Unprecedented progress has been made in the treatment and management of HIV-1 infection, profoundly reducing the mortality rate amongst HIV-1-seropositive individuals. However, with increased survival new clinical challenges are emerging in this population, particularly the prevention and treatment of cardiovascular disease (CVD) in middle-aged and older adults with HIV-1. People with HIV-1 infection represent one of the most rapidly growing aging cohorts. Individuals aged 50 years and older account for approximately 30% of the 1.2 million people living with HIV-1 in the United States. With HIV-1-seropositive adults living longer, CVD and its related pathologies are heightened by advancing age further complicating the care of these individuals and imposing enormous human and financial burden. Despite an improved understanding of many of the pathologic consequences associated with HIV-1 infection, factors associated with aging that contribute to an enhanced rate of atherothrombotic vascular disease with HIV-1 are poorly understood. It has become apparent that the increased incidence of CVD in older HIV-1-seropositive individuals is not solely due to age-related worsening of traditional CVD risk factors, but also involves ill-defined factors. Poor sleep quality and quantity is now a recognized problem within the HIV-1 population, and is most prominent in older seropositive adults. More than 70% of HIV-1-infected adults report sleep problems that confer negative consequences for cardiovascular health, disease burden and quality of life. One of the most common sleep problems is habitual short sleep duration. While the behavioral and cognitive consequences of this reduced sleep time are well documented, mounting evidence suggests that insufficient sleep is also associated with increased cardiovascular morbidity and mortality.

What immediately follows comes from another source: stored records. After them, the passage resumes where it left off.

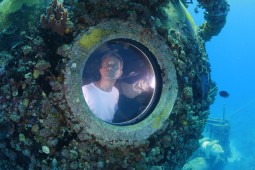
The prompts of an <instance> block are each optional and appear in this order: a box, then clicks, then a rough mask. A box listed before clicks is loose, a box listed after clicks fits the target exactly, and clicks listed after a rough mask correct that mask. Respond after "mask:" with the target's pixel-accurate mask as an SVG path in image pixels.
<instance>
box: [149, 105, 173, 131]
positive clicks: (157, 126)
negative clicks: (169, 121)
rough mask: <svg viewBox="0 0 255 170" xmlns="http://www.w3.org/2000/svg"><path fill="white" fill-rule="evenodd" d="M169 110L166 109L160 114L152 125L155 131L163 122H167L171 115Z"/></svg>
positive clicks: (161, 112)
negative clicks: (168, 117)
mask: <svg viewBox="0 0 255 170" xmlns="http://www.w3.org/2000/svg"><path fill="white" fill-rule="evenodd" d="M168 112H169V110H168V109H164V110H163V111H162V112H160V114H159V115H158V116H157V117H156V118H155V120H154V122H153V123H152V126H153V128H154V129H158V128H159V127H160V126H161V124H162V121H163V120H165V119H166V118H167V117H168V116H169V114H168Z"/></svg>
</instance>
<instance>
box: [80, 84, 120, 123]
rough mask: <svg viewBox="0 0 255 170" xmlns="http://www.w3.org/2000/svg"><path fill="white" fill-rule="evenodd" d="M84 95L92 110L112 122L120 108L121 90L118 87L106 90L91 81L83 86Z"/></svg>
mask: <svg viewBox="0 0 255 170" xmlns="http://www.w3.org/2000/svg"><path fill="white" fill-rule="evenodd" d="M82 92H83V96H84V98H85V100H86V102H87V104H88V106H89V108H90V109H91V111H92V112H93V113H94V114H95V115H96V116H97V117H98V118H100V119H102V120H104V121H106V122H112V119H113V117H114V114H115V112H116V110H117V108H118V100H119V91H118V89H117V88H116V87H113V88H112V91H110V92H106V91H103V90H101V89H99V88H98V87H96V86H95V85H94V83H90V84H88V85H85V86H83V87H82Z"/></svg>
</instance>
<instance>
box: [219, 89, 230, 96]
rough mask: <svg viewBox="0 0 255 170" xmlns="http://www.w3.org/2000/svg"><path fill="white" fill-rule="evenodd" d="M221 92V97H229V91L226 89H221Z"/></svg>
mask: <svg viewBox="0 0 255 170" xmlns="http://www.w3.org/2000/svg"><path fill="white" fill-rule="evenodd" d="M219 94H220V96H221V97H224V98H227V97H229V93H228V92H227V91H224V90H223V91H220V92H219Z"/></svg>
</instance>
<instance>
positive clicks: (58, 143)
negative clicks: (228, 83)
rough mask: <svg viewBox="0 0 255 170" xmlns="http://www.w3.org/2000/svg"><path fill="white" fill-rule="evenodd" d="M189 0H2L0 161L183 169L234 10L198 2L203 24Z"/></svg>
mask: <svg viewBox="0 0 255 170" xmlns="http://www.w3.org/2000/svg"><path fill="white" fill-rule="evenodd" d="M189 3H192V1H187V2H186V1H180V0H146V1H145V0H127V1H123V0H106V1H101V0H86V1H85V0H63V1H58V0H52V1H49V0H48V1H46V2H45V1H41V0H36V1H30V0H20V1H14V0H0V17H1V19H0V31H1V32H0V38H1V39H0V41H1V43H0V77H1V78H0V85H1V86H0V103H1V104H0V150H1V152H0V157H1V159H0V169H139V170H140V169H173V170H175V169H182V167H183V166H184V165H185V163H186V162H187V161H188V159H189V158H190V157H191V155H192V153H193V152H194V151H196V150H197V149H198V148H199V147H200V145H201V141H200V140H201V138H202V137H203V136H202V133H203V131H204V129H205V128H206V123H207V119H208V116H209V114H210V111H209V107H210V105H211V104H212V103H213V102H214V99H215V96H216V94H217V86H216V83H215V82H213V80H212V79H211V76H210V72H211V69H210V63H209V60H208V55H207V53H206V49H205V42H206V41H209V40H210V39H211V38H212V37H213V36H216V35H218V34H219V33H220V31H221V29H222V28H223V27H224V25H225V23H226V17H227V14H228V11H229V5H228V3H227V1H226V0H217V1H213V2H209V1H206V0H198V4H199V7H200V8H203V9H204V10H205V22H204V23H203V24H202V25H201V26H197V25H196V24H195V23H194V21H193V19H192V16H191V15H190V14H189V12H188V10H187V7H188V4H189ZM21 18H22V20H21ZM212 124H213V122H212ZM213 129H215V128H213ZM212 134H214V133H212ZM212 139H213V138H212ZM217 140H219V139H217ZM205 141H206V140H204V142H205ZM211 142H213V144H216V143H217V142H218V141H217V142H216V141H211Z"/></svg>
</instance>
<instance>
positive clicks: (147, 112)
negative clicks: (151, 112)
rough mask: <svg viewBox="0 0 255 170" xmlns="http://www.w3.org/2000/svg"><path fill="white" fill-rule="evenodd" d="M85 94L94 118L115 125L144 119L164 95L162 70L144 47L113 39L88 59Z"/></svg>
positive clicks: (85, 79)
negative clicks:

The specific aims of the present proposal are to determine: 1) the influence of chronic insufficient sleep on endothelium-dependent nitric oxide-mediated vasodilation in ART-treated older HIV-1-seropositive adults; 2) the influence of chronic insufficient sleep on the capacity of the vascular endothelium to release tissue-type plasminogen activator (t-PA) in ART-treated older HIV-1-seropositive adults; and 3) if individualized targeted sleep interventions that increase sleep duration and enhance sleep quality improve vascular endothelium-dependent nitric oxide-mediated vasodilation and endothelial t-PA release in ART-treated older HIV-1-seropositive adults. To address these aims, 120 ART-treated HIV-1-seropositive adults, ranging in age from 50-75 years will be studied. Endothelium-dependent vasodilation and endothelial t-PA will be assessed, in vivo, using an isolated forearm model. The results of the proposed study will provide new and clinically important information regarding the influence of insufficient sleep and the effects of targeting sleep as a therapeutic modality on vascular endothelial function in older ART-treated HIV-1-seropositive adults.
The aim of this proposal to: 1) to determine the influence of chronic insufficient sleep (< 6.5 hours/night) on vascular endothelial vasodilator and fibrinolytic function in antiretroviral-treated older HIV-1-seropositive adults; and 2) whether increasing habitual sleep duration and quality will improve vascular health in this population.